Results from animal experiments and studies in human subjects indicated that the amount of nitrosoproline (NPRO) excreted in the 24-h urine, following ingestion of precursors, is an index for the rate of endogenous nitrosation; this method was found to be sensitive, reproducible and could be satisfactorily applied to human subjects in clinical and field studies. N-Nitrosothiazolidine 4-carboxylic acid (NTCA) and its 2-methyl derivative (NMTCA) were also identified in the urine of human subjects. As the respective amino precursors (thiazolidine 4-carboxylic acids) can be formed by reaction of formaldehyde or acetaldehyde with cysteine, measurement of NTCA and NMTCA in urine may provide a further index for endogenous nitrosation in the human body and may also allow monitoring of exposure of human subjects to aldehydes, nitrate and nitrite. The yield of nitroso compounds formed endogenously in the human body was shown to be linked to the intake of precursors, but several inhibitors and catalysts, either as pure substances or occurring in complex mixtures, were shown to modify the nitrosation reaction in vivo. In particular, ingestion of ascorbic acid after nitrate-rich meals was efficient in lowering human exposure to endogenously formed N-nitroso compounds.
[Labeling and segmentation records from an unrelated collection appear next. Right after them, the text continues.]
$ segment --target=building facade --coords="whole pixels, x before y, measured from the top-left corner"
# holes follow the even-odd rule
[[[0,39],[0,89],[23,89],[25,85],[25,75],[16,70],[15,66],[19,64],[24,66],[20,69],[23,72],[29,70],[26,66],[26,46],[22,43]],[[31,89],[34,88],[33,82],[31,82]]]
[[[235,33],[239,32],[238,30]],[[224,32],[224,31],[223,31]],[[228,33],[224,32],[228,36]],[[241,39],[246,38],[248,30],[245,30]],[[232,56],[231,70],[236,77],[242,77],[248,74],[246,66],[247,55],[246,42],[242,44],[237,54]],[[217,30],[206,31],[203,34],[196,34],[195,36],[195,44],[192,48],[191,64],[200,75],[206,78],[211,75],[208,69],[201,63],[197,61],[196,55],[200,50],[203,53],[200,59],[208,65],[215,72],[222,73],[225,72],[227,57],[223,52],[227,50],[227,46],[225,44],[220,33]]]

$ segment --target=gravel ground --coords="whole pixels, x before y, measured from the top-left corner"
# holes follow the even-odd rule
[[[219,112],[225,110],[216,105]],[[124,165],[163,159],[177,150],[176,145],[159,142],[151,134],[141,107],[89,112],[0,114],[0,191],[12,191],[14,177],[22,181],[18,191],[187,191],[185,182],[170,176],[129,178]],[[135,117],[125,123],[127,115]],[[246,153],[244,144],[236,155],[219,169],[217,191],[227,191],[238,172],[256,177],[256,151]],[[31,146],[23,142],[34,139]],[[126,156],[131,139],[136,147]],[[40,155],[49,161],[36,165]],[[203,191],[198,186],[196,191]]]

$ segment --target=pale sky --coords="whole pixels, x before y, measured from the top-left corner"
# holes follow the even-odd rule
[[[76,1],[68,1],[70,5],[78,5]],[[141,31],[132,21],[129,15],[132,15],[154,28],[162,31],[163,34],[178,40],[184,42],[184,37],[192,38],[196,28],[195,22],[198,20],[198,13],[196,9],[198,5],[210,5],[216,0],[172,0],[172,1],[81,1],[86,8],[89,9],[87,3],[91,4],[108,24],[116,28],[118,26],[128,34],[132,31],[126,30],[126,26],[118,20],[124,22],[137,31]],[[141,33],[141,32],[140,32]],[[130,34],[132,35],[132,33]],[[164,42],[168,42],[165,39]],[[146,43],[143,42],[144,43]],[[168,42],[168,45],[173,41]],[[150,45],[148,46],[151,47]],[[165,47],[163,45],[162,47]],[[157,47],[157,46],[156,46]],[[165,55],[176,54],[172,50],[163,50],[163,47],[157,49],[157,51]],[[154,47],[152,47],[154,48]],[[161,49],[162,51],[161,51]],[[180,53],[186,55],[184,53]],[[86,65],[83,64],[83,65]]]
A dose-response relationship was established for the formation of NPRO in rats in vivo, after concurrent administration of various concentrations of the precursors, L-proline and sodium nitrite. The logarithm of the amount of NPRO formed was found to be proportional to the logarithm of the product of the proline dose and the square of the nitrite dose. On the basis of these results, a kinetic model was formulated allowing the estimation of the daily precursor dose quantity, ([amine][nitrite]2), required to give 50% tumour incidence in rats after two years of feeding. The potential application of this model, for the estimation of carcinogenic risk from endogenously formed N-nitrosamines in humans, is discussed. Our results demonstrate unequivocally the endogenous formation of N-nitroso compounds in the human body, the significance of which in human carcinogenesis remains to be established.